Access to the country from abroad is relatively easy owing to the international airport at Conakry, which offers a regular service throughout the year, to both Europe and African countries.
In terms of history, Guinea became a French colony in the late 19th Century and subsequently gained independence in October 1958. Following independence, the country was initially under autocratic rule, resulting in only very limited economic growth, and leading to a number of military coups. The most significant coup occurred in 1984, after which Guinea began implementing western government systems, allowing the first multiparty election in 1993.
Successive military coups have occurred since 1993, however the country is currently stable, with an agreement signed to return the country to civilian rule within 6 months of January 12th 2010. After a series of postponements, presidential elections were held on the 16th December 2010; the first truly democratic election in Guinea’s history.
Guinea is developing its economy based on agriculture, mining, and trade. Predominantly agricultural, Guinea produces rice, coffee, pineapples, bananas and sweet potato, with some livestock-raising in the highlands. The country is attractive to mining companies as it has approximately 30% of the world’s known bauxite resources and significant iron ore deposits.
The mining sector in Guinea contributes around 25% of the country’s income and 80% of Guinea’s foreign exchange earnings, with bauxite production by far the most important contributor, making Guinea a significant bauxite producer. Bauxite deposits are found across much of western and central Guinea. Guinea is considered to have the largest bauxite resource and reserve potential in the world, although it is currently not the largest producer of either bauxite or alumina.
The local traffic network is weakly developed.
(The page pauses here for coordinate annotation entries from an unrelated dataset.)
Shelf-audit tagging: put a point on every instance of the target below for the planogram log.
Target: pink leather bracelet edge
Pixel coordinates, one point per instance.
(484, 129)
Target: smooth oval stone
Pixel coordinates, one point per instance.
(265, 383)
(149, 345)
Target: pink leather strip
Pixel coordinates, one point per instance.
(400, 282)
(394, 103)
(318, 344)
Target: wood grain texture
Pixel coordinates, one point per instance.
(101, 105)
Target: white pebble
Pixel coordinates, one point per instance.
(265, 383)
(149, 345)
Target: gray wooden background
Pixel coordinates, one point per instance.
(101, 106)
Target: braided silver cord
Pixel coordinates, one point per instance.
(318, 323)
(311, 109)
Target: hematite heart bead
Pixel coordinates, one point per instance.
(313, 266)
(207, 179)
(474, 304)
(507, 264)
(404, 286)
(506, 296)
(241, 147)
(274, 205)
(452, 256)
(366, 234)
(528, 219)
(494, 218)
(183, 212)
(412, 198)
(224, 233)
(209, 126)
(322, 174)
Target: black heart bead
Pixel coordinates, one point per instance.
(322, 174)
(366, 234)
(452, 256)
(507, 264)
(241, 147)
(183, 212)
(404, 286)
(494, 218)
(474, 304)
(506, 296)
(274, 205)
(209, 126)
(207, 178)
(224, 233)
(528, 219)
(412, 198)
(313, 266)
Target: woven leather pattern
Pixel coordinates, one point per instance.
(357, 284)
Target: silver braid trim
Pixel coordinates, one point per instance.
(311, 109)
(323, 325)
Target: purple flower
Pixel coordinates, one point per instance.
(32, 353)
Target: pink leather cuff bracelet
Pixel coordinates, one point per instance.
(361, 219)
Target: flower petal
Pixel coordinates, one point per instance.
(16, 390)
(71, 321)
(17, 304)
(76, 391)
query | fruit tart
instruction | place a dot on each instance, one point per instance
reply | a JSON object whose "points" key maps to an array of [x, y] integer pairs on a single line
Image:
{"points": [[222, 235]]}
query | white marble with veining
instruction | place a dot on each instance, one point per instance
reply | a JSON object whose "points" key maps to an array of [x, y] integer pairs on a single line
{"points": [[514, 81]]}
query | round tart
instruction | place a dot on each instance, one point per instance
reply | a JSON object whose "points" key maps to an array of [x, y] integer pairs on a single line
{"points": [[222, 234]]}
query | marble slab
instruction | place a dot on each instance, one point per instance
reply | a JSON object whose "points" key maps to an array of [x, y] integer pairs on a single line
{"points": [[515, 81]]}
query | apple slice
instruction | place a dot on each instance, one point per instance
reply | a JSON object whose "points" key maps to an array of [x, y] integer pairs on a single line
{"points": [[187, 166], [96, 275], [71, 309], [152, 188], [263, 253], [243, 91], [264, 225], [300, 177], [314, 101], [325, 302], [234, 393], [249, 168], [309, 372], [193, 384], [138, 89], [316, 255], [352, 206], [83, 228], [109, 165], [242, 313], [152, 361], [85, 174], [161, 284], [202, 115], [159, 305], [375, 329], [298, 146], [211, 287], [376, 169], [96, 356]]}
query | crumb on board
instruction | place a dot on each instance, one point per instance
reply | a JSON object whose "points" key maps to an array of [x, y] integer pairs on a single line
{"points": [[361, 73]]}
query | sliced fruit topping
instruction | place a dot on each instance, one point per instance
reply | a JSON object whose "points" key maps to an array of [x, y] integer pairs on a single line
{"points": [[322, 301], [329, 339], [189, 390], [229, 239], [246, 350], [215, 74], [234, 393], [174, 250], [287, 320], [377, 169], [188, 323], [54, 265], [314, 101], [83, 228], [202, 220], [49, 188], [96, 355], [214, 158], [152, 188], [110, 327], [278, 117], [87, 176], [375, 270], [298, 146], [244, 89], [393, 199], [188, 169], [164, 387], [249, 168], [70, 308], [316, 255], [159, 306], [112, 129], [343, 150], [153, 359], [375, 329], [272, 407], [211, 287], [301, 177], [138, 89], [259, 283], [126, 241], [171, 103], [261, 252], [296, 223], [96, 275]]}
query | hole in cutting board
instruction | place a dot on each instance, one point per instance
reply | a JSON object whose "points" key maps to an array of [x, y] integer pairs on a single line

The access network linking Télimélé to theregional towns of Sangaredi and Fria are dirt roads of medium to bad quality. However, the roads are equipped with a concrete gutter system designed to control the drainage of rainwater. Existing side-tracks are passable in dry season only, when most of rivers/creeks dry completely. But even then they are passable by off-road vehicles only. In the rainy season (June-October) all the creeks and rivers are transformed into powerful streams, hindering traffic and exploration.
The nearest railways are located in Fria (70 km) and Sangaredi (80 km).